Messico: la narcodemocrazia violenta

La violenza in Messico sembra non avere fine: un giorno, un attacco al capo della polizia e, il giorno dopo, decine di morti vittime della resa dei conti tra i trafficanti di droga. I narcos godono di totale impunità e sono così profondamente inseriti nelle strutture dello Stato e delle forze di sicurezza al punto che è giusto definire il Messico come una “narcodemocrazia”. A ciò si aggiungono le conseguenze della pandemia (presto saranno superate 30.000 vittime), aggravate dall’irresponsabilità del governo di Lopez Obrador pienamente parte del gruppo dei cosiddetti “negazionisti”.
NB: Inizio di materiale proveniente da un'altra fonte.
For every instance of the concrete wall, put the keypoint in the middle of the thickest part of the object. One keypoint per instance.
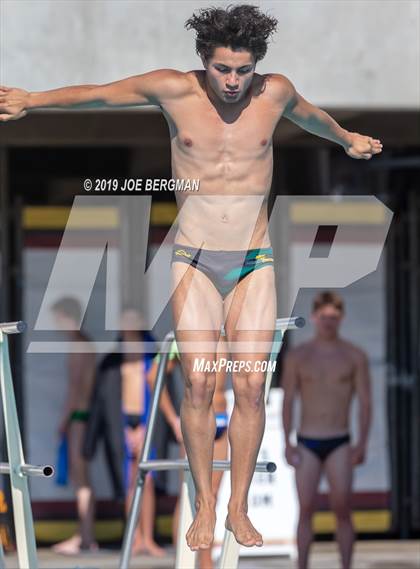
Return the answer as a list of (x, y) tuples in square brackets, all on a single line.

Le minacce contro la gente comune si intersecano e si condensano. Nel mese di maggio, Giovanni Lopez, un umile operaio di Jalisco, è stato arrestato dalla polizia per non aver indossato la mascherina ed è stato ucciso nella stazione di polizia. Il fratello ha reso noto il caso spinto anche dalle mobilitazioni per l’assassinio di George Floyd negli Stati Uniti. Sono seguite grandi proteste in varie città messicane, dove i dimostranti hanno dovuto fare i conti con le intimidazioni degli agenti di polizia infiltrati che minacciavano di rapirli e farli scomparire. Queste reazioni coraggiose in difesa della vita, soprattutto con protagonisti giovani, sono fondamentali per impedire che la violenza narco-statale possa normalizzarsi.